The acid comment was meant to wound. It found its mark.
“When the time comes for the guests to withdraw to the dining room for a midnight supper, I’ll make our apologies and we’ll both leave. At which time I will say goodnight.”
Greer shivered because beneath his civility she sensed he was still furiously angry with her.
“As for you, signorina, you look exceptionally beautiful tonight. Since you will have served your purpose for us with the grace of Violetta herself, you’ll be left alone to do whatever you want. The limo’s at your disposal. Just tell the maid and she’ll arrange it.”
“We heard that,” Olivia whispered after the door closed in front of Greer’s face. “I take back what I said. He’s scarier than any man I ever met.”
“We shouldn’t have bought those bikes,” Piper murmured. “I think it insulted him. Maybe it’s an Italian thing. You know what they say about travel in a foreign country. In some places it’s polite to burp after you eat, in other places it isn’t.”
“Baloney!” Greer spun around. “It’s a male thing. He didn’t get his way the minute he snapped his fingers, so now he’s having an Italian temper tantrum.”
“I think you’re having one, too. Your face is all splotchy. It proves we do have some Italian blood in us despite the mean things they said to try to discredit us.”
“Thanks, Olivia.”
“Don’t bite my head off. We know you’re disappointed.”
“About what?”
“About his intention to leave you strictly alone after we’ve done our part downstairs,” Piper murmured.
“I couldn’t care less.”
“That’s not what your eyes are saying. But don’t worry. I’m going up to bed right after, too.”
“So am I.”
Greer’s gaze shot to Olivia’s. “I thought Luc had arranged for you to visit a club to meet some Formula I drivers.”
“That’s o
ut of the question now.”
“Why?”
“When I told him Cesar Villon was the only driver I was interested in meeting, he demanded to know why. I asked why he cared. He didn’t answer, but his whole mood darkened after that.”
“Sounds like he’s as jealous as Fred,” Piper reasoned.
“No. He’s just an egocentric French male who thinks the world begins and ends with him. You know how the French are. His eyelids go all hooded.” She imitated him, laying on the French accent. “He becomes the melancholy philosopher’s philosopher. He’s seen it all, done it all, and he knows it better and has suffered it longer than anyone else.”
Whoa, Olivia!
“The captain’s the one who knows it all,” Piper insisted. “He’s got what I call the Castilian superiority complex. You can’t say one thing that he doesn’t know more about it, and he’s the authority. There is no other above him. In his spare time he makes up Spanish crossword puzzles of the highest difficulty.”
“Did he tell you that?” Olivia questioned with a chuckle.
“Not yet. I’m waiting. It has to be on his resume somewhere.”
“Piper!” Greer was laughing, too.
“Do you know he thinks I’m a chocoholic? So of course that’s what I am, right?”
“All three of us are,” Olivia muttered.
“Never mind that. It’s what he thinks and says I am, I can’t abide. You can’t win an argument with him.

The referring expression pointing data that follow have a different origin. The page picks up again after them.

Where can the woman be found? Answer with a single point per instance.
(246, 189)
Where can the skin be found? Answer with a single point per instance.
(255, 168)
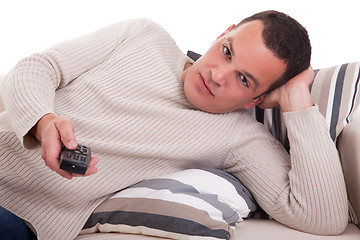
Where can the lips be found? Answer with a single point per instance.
(204, 86)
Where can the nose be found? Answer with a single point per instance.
(220, 75)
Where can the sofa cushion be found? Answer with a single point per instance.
(190, 204)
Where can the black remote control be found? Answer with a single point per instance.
(75, 161)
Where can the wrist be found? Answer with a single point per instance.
(41, 125)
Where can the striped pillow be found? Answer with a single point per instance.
(190, 204)
(336, 91)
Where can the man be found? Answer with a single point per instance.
(145, 109)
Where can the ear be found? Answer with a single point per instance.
(255, 102)
(226, 31)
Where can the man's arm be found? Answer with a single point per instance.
(292, 96)
(304, 190)
(30, 88)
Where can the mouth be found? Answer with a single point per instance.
(204, 86)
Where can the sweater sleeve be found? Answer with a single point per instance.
(29, 88)
(304, 190)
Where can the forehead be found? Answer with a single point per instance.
(252, 56)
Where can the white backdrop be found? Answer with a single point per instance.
(29, 26)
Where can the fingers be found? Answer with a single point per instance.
(60, 130)
(92, 169)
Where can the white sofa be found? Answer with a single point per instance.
(348, 142)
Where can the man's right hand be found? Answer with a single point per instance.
(53, 131)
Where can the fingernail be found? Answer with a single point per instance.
(72, 145)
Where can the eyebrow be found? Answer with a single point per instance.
(247, 74)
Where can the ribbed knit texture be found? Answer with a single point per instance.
(122, 87)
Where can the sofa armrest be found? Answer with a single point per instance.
(348, 145)
(2, 108)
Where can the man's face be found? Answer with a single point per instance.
(237, 68)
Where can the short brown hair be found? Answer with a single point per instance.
(287, 39)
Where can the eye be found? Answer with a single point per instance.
(244, 81)
(227, 52)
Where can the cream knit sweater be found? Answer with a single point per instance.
(122, 87)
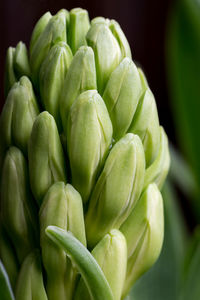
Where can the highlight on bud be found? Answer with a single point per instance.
(78, 27)
(111, 255)
(89, 135)
(121, 38)
(117, 189)
(106, 50)
(54, 32)
(144, 231)
(8, 256)
(81, 76)
(38, 29)
(45, 156)
(17, 65)
(121, 96)
(52, 74)
(17, 210)
(158, 170)
(30, 283)
(18, 115)
(146, 124)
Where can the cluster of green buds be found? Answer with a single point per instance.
(83, 159)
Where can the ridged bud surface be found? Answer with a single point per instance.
(45, 155)
(117, 189)
(88, 139)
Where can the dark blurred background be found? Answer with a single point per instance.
(165, 41)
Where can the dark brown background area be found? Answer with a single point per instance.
(143, 21)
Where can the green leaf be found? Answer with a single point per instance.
(5, 288)
(86, 264)
(183, 64)
(162, 281)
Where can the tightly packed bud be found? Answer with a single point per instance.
(8, 257)
(80, 77)
(158, 170)
(45, 155)
(117, 189)
(78, 28)
(38, 29)
(106, 50)
(89, 137)
(146, 124)
(62, 206)
(18, 116)
(82, 160)
(52, 74)
(54, 32)
(121, 96)
(30, 283)
(17, 65)
(111, 255)
(143, 230)
(17, 210)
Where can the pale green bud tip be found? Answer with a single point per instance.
(52, 74)
(146, 124)
(117, 189)
(158, 170)
(121, 38)
(21, 62)
(106, 50)
(39, 28)
(111, 255)
(89, 137)
(30, 283)
(46, 157)
(144, 231)
(121, 96)
(10, 77)
(78, 28)
(81, 76)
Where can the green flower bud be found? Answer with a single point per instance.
(45, 155)
(54, 32)
(17, 210)
(38, 29)
(146, 124)
(78, 28)
(106, 50)
(30, 284)
(100, 20)
(121, 38)
(121, 96)
(158, 170)
(81, 76)
(8, 257)
(10, 77)
(111, 255)
(88, 139)
(118, 34)
(51, 77)
(17, 65)
(21, 63)
(62, 206)
(117, 189)
(18, 116)
(143, 230)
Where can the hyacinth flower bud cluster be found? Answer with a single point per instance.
(83, 159)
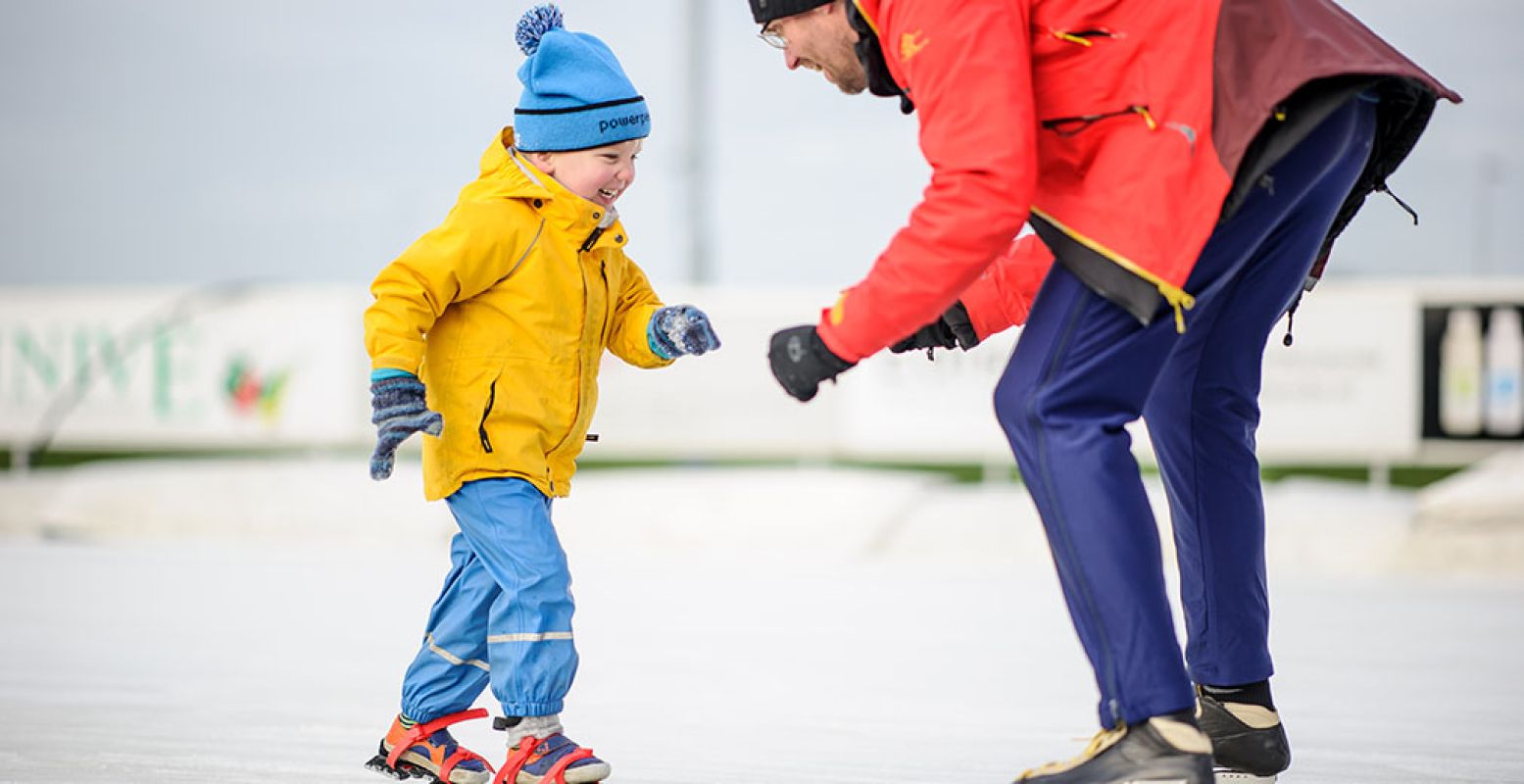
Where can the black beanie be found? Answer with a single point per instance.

It’s impossible. He’s always one step ahead of you. That Spanish brain is like a steel trap, stored with obscure trivia he pulls out at a moment’s notice.
“He thinks he’s spending tomorrow morning with me so he can impress me with more of his vast knowledge.” Her cheeks glowed a hot red. “Get this— He says I’m the only American woman he ever met who can converse with him on a halfway intelligent level.
“Well guess what? This dimwit American has gathered enough of her scattered brain not to go anywhere with him in the morning or any other time.”
“You won’t say that after you’ve spent five minutes with him again,” Greer reminded her, “but let’s not worry about that right now. It’s time to go downstairs and do what it is we’re supposed to do.”